I Open for a Festival
This last Saturday I opened at a festival in Sacramento, CA. It was just a whole bunch of fun! I like peeps. I like peeps having fun. I like to have fun with peeps that are having fun because of the music I am playing. This is what it’s all about!
The festival is called Rootstock and it is the first on of what I hope to be many more. I was actually invited to play at the first one that never happened around three or four years ago. I was exceedingly disappointed that it never got off the ground. But here it is back and very strong. Mike Strauch, is the promoter, I have played for him before, and I like what he promotes. His vision includes all the music I love: Country, Outlaw Country, Rockabilly, Rock ‘N’ Roll, Country Blues, and Roots Music of all kinds.
The show was at the Horseman’s Association grounds. With horses, riders, horse plops and everything. Reminded me of my younger years. Kids were running around, there was a jumpy, great chili, hot dogs, beer and a DJ named Slim who had the biggest collection of 45rpms I have ever seen, and a really great collection of roots music. Just fun!
Without a Band I do my Lead work with My Harp
When I perform without a band I play my Martin HD-28-V straight through the PA system and do my leads with a harp. Nothing fancy, but I can make some noise, and blow Rockabilly riffs on the harp. The Martin has a huge sound and I beat out a strong rhythm on it. The harmonica is a seldom seen instrument when it comes to Rockabilly. I usually think of lead guitar or piano doing the heavy lifting. But Billy Lee Riley had harp on much of his early stuff and it sounded great. So I thought why not, it’s more apropos than whistling, which I do on a few songs. The harp is so different in the roots milieu in which I hang that it gets folks all worked up, and that’s not all bad.

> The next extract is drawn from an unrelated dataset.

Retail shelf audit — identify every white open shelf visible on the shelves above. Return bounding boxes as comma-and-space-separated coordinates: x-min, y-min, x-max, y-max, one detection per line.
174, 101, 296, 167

I play the regular positions with it. 1st for country, 2nd for blues, and 3rd for the minor stuff. I get some help from my friend Charlie Musselwhite whenever I’m in over my head with some harp problem and usually get more information than I need. Still, an email from Charlie, gives me ideas for stuff to learn that keeps me busy for years. Stuff that’s probably obvious to a real musician, but to me it’s priceless.
The Hazards of Live, Outdoor Performances
Playing harp and an acoustic guitar in the direct sun is just plain brutal. There’s no other way to say it. First the guitar changes tune second by second. Second, so does the harp. Third what they do to their related tunings is just obscene.
However there is another issue that arises when playing harp out doors: if they sit in the sun, they will fry the hell out of your lips! I learned this years ago when I was playing on a patio at a biker bar on the Russian River in Guerneville, CA. Hotter than a pistol, and I reached down to pick up a harp to put in the rack and I noticed it was warm, but when I started to blow, it seared my lips. Man O Man! I hadn’t even thought about what happens to all that shiny metal just sitting out in the sun. I think it was around 100 plus degrees and the harp so hot it burned my lips. I just had to play it anyway.
Well, it was probably around eighty-five to ninety our there at noon, but I was aware of the hot-harp factor so I was careful. Nonetheless, I couldn’t find a place to keep them out of the sun and they were hot. Not blistering, but uncomfortable. The truth of it is that then you are up front and there is an audience, you just can’t complain or whine about the circumstances. Well some do, but they come off very much the not-so-professional entertainer in my book. So I just played and took my lumps and we all ended up having a great time.
I’ve said it before and I’ll say it again, I love my life!